Pierre Walters

No. 91, 97
- Position: Defensive end

Personal information
- Born: March 25, 1986 (age 40) Forest Park, Illinois, U.S.
- Listed height: 6 ft 5 in (1.96 m)
- Listed weight: 269 lb (122 kg)

Career information
- High school: St. Joseph (Westchester, Illinois)
- College: Eastern Illinois
- NFL draft: 2009: undrafted

Career history
- Kansas City Chiefs (2009–2011); Spokane Shock (2012); Chicago Rush (2012);

Awards and highlights
- Second-team All-OVC (2006); 2× First-team All-OVC (2007–2008); 2× FCS All-American (2007–2008);

Career NFL statistics
- Tackles: 1
- Sacks: --
- Forced fumbles: --
- Stats at Pro Football Reference

= Pierre Walters =

American football player and mixed martial artist

Pierre Walters (born March 25, 1986) is an American former professional football defensive end and mixed martial artist. Previously, he was a linebacker for the Kansas City Chiefs of the National Football League (NFL).

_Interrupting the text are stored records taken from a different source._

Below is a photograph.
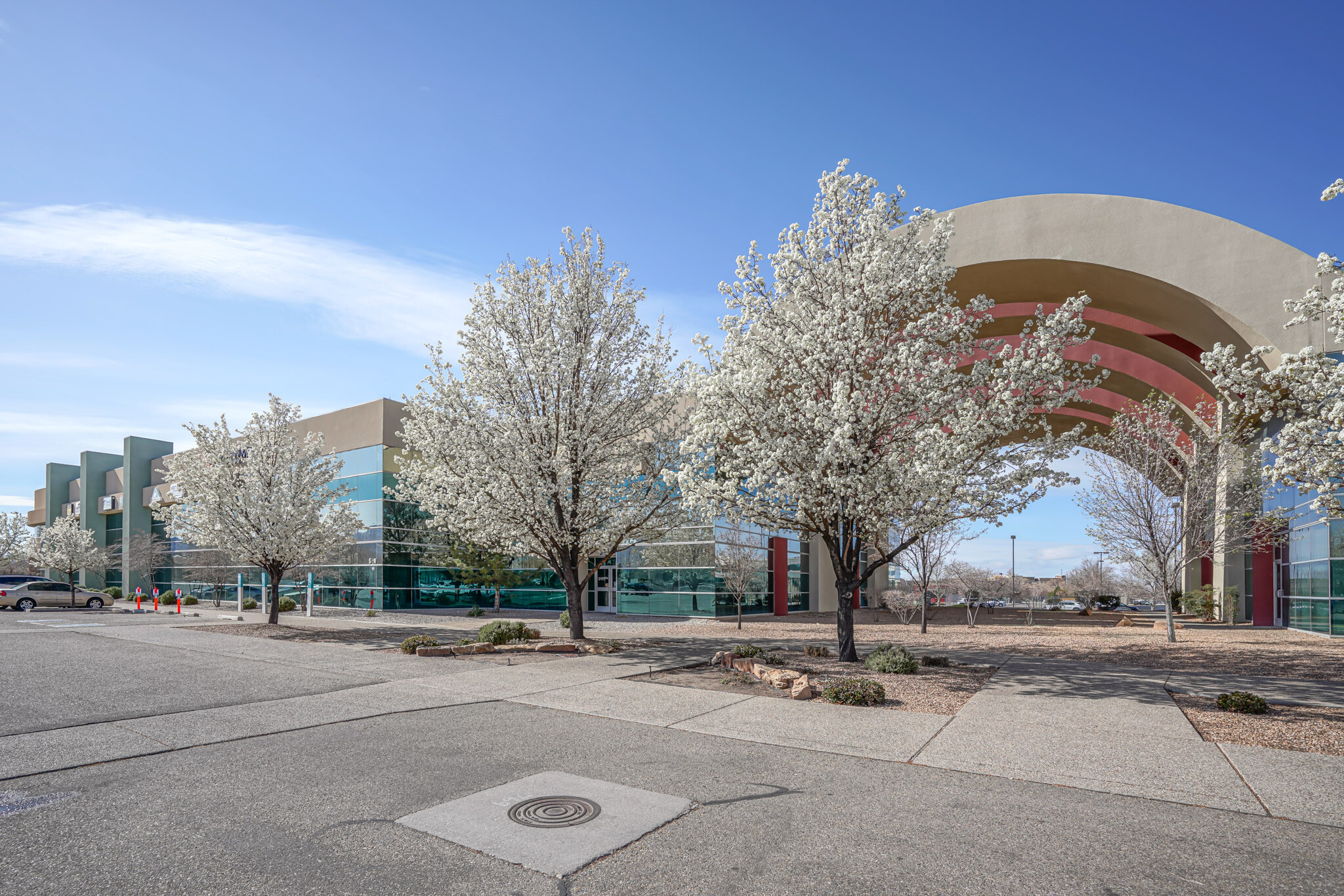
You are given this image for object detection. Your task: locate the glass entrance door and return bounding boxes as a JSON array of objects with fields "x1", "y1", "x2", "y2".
[{"x1": 593, "y1": 565, "x2": 616, "y2": 613}]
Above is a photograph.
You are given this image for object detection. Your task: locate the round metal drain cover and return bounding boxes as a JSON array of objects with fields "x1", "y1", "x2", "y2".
[{"x1": 508, "y1": 796, "x2": 602, "y2": 828}]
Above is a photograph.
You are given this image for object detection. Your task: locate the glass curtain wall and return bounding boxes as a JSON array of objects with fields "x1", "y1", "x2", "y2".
[{"x1": 158, "y1": 445, "x2": 810, "y2": 617}]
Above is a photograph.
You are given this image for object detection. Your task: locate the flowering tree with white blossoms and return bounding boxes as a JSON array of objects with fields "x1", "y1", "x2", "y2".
[
  {"x1": 0, "y1": 510, "x2": 32, "y2": 571},
  {"x1": 396, "y1": 228, "x2": 690, "y2": 638},
  {"x1": 28, "y1": 514, "x2": 110, "y2": 606},
  {"x1": 1070, "y1": 395, "x2": 1281, "y2": 642},
  {"x1": 155, "y1": 395, "x2": 364, "y2": 624},
  {"x1": 1202, "y1": 178, "x2": 1344, "y2": 516},
  {"x1": 680, "y1": 163, "x2": 1097, "y2": 661}
]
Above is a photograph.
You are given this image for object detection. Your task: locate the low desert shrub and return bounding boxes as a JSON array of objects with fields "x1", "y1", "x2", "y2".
[
  {"x1": 476, "y1": 619, "x2": 527, "y2": 645},
  {"x1": 821, "y1": 678, "x2": 887, "y2": 706},
  {"x1": 402, "y1": 634, "x2": 438, "y2": 653},
  {"x1": 1217, "y1": 691, "x2": 1269, "y2": 715},
  {"x1": 863, "y1": 647, "x2": 919, "y2": 676}
]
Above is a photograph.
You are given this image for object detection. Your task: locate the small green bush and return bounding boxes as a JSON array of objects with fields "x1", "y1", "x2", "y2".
[
  {"x1": 1217, "y1": 691, "x2": 1269, "y2": 715},
  {"x1": 402, "y1": 634, "x2": 438, "y2": 653},
  {"x1": 476, "y1": 619, "x2": 527, "y2": 645},
  {"x1": 821, "y1": 678, "x2": 887, "y2": 706},
  {"x1": 863, "y1": 647, "x2": 919, "y2": 676}
]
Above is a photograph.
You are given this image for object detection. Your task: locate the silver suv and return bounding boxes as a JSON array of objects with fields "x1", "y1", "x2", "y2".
[{"x1": 0, "y1": 585, "x2": 112, "y2": 613}]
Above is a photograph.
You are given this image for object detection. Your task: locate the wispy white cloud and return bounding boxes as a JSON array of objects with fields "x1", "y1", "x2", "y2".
[{"x1": 0, "y1": 205, "x2": 472, "y2": 352}]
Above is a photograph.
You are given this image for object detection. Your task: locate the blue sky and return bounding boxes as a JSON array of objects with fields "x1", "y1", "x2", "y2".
[{"x1": 0, "y1": 0, "x2": 1344, "y2": 573}]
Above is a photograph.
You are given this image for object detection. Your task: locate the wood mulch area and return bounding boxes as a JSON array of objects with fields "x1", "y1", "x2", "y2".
[{"x1": 1172, "y1": 693, "x2": 1344, "y2": 756}]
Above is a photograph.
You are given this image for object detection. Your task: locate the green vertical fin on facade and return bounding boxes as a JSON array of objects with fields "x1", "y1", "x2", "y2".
[
  {"x1": 79, "y1": 451, "x2": 121, "y2": 588},
  {"x1": 119, "y1": 436, "x2": 172, "y2": 594},
  {"x1": 41, "y1": 464, "x2": 79, "y2": 579}
]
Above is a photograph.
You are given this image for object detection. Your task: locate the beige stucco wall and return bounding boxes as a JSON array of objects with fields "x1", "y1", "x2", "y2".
[{"x1": 949, "y1": 193, "x2": 1320, "y2": 364}]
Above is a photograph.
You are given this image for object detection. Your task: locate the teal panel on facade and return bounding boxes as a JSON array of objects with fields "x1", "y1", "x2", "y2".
[{"x1": 79, "y1": 451, "x2": 121, "y2": 588}]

He was signed by the Chiefs as an undrafted free agent in 2009. In 2012, he played for the Spokane Shock and Chicago Rush of the Arena Football League. He played college football for the Eastern Illinois Panthers.

Pierre was the Total Fight Challenge light heavyweight (205 lbs) champion, winning the belt with a three-round unanimous decision victory over Ramiro Marquez on February 12, 2016.